As we continue to wade through the current trade talks/tariff issues between the US and other nations – particularly China as related to our US hardwood exports, we thought it’d be interesting to show how demand for various hardwood products has changed over the period from 2010 through 2018 (numbers for 2018 have been annualized from mid-year totals).
The table and various charts below show a steady overall increase in demand since 2010, with some fluctuation from year to year. The biggest jump in overall hardwood consumption within this period occurred from 2012 to 2013, where we saw an increase in consumption of almost 17% in total material. Consumption has leveled out somewhat since 2013, with the 2018 level projected to be about 100 million board feet higher (about 1.2%).
Of interest are the changes in product demand over this period. Pallet material has stayed quite flat, with an overall change of +1.16% since 2010; millwork saw an increase of about +9.07%, cabinets about 13.75%, railway ties about 15.06%, furniture about 25.4%, flooring about 39.1%, exports about 76.5%, and board road/mat timbers about 87.9%. The “board road/mat timbers” category is most likely due to the increase in well drilling activity since 2010, and even though its generally using low-grade hardwood material, it has provided an exceptional and positive impact in the hardwood sector.

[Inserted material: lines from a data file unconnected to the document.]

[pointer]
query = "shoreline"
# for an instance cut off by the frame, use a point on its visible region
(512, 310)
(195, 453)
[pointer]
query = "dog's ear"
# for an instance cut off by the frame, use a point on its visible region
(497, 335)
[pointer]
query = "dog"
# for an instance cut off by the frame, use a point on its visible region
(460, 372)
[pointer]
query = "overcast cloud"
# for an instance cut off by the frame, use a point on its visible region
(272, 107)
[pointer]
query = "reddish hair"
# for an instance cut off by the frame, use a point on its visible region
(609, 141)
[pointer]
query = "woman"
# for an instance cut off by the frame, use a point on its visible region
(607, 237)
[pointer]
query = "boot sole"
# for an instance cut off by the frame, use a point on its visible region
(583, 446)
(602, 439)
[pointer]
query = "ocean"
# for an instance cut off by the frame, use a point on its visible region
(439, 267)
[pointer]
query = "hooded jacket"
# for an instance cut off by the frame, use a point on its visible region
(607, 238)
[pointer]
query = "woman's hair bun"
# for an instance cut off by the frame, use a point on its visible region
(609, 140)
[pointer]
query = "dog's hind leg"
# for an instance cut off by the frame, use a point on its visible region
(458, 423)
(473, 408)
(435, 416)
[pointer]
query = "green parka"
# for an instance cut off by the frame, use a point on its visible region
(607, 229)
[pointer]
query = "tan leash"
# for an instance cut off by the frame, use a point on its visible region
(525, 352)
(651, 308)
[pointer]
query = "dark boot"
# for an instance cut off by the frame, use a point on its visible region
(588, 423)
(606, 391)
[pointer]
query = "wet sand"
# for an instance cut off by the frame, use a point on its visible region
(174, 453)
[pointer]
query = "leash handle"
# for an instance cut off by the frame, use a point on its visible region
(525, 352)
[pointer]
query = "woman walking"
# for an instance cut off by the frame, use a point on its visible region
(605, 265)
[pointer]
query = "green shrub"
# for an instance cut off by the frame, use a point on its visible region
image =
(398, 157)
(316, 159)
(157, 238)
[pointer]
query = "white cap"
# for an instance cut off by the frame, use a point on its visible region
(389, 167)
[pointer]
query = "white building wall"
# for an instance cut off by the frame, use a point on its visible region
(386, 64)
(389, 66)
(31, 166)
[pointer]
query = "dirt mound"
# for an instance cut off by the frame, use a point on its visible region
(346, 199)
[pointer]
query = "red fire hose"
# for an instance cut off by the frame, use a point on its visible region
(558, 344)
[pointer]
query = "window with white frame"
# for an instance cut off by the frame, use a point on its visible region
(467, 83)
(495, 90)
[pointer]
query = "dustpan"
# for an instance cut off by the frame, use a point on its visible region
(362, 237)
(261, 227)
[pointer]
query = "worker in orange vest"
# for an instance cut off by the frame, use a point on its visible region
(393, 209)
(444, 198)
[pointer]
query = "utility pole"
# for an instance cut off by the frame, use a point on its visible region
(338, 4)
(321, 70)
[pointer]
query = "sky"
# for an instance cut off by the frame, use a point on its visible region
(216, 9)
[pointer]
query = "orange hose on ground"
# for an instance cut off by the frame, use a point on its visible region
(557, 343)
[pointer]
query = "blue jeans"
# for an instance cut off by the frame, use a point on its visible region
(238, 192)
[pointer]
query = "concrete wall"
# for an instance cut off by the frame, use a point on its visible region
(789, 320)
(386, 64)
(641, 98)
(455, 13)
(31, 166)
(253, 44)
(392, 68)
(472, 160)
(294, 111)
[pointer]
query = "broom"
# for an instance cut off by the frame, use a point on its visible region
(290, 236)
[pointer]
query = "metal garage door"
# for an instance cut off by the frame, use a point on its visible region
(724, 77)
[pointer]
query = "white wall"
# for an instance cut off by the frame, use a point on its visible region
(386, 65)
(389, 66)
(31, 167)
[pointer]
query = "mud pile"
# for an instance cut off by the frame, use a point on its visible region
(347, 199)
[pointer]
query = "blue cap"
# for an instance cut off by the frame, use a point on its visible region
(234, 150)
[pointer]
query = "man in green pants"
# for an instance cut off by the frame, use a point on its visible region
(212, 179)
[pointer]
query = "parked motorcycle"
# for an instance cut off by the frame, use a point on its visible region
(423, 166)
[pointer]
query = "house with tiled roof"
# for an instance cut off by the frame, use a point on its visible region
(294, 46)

Of biggest consequence – in our opinion – is the increase in the use of higher quality materials – cabinets, furniture and flooring – where our regional hardwood species such as black cherry, hard and soft maple, oaks and ash have been in increasing demand. Of course, the tremendous bump up in export demand has been the shot in the arm that was needed since the recession in the late 2000s, with of course most of it coming from China. Though we are certainly experiencing a little slow down in Chinese demand now due to tariff and trade issues, international demand remains robust and provides the hardwood sector with excellent market diversity.